The Hip Hop Hall of Fame was founded in 1992 by Hip Hop Hall of Fame Awards creator and executive producer James 'JT' Thompson, a New York City native and Los Angeles-raised hip hop connoisseur. The Hip Hop Hall of Fame was launched globally in September 1995 at Harlem's historic restaurant Sylvia's, which unveiled the plans for the museum, educational programs, and the BET Cable Network deal for the inaugural Hip Hop Hall of Fame Awards TV Show. The event was attended by hip hop forefather DJ Kool Herc, Grandmaster Caz, PebbleePoo, DLB of the Fearless Four, DJ Tony Tone, LA Sunshine of the Treacherous Three, Hip Hop Original Radio Deejays Mr. Magic and Kool DJ Red Alert, DJ Lord Yoda X, Easy AD of the Cold Crush Brothers, Pee Wee Dance, and more hip hop figures.

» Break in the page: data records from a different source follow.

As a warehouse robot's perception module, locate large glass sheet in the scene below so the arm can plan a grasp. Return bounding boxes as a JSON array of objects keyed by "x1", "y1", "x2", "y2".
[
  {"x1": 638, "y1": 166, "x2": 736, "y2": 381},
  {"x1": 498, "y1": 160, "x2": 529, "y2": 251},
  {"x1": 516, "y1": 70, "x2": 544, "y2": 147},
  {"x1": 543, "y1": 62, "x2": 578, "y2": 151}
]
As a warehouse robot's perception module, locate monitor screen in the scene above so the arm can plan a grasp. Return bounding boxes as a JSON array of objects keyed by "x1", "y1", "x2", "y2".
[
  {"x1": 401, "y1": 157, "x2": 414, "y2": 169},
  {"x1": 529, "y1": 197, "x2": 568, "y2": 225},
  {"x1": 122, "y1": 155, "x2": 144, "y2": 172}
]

The Hip Hop Hall of Fame Museum was to be funded by the Hip Hop Hall of Fame Awards TV Shows after broadcasting on BET, produced with Juanita Williams of Dove Entertainment in the mid 1990s, modeled after the Rock n Roll Hall of Fame model. However, due to the media-hyped artist beefs that led to the tragic deaths of Tupac Shakur and the Notorious BIG after the show broadcasts, the Hip Hop Hall of Fame + Museum lost advertisers and sponsorship clients and could not return to the airwaves during that era, putting the museum building plans on hiatus. The Hip Hop Hall of Fame also attempted a re-launch in Los Angeles in 1997 that featured Kurtis Blow, Prince Whipper Whip of the Fantastic Five, Grandmaster Caz of the Cold Crush Brothers, founder and executive producer James 'JT' Thompson, The Watts Prophets, The Legendary Actor – Rapper 'Dolemite', Dominique DiPrima of The Beat & KJLH Radio, and more film and television personalities, but the awards still could not return to television until 2014.

Museum
The official Hip Hop Hall of Fame Museum offices are currently headquartered in Harlem, New York City however no physical Hall of Fame exists. Its community space is scheduled to feature hip hop art, music, digital video, dance, and community event space for its educational outreach with its partner organizations.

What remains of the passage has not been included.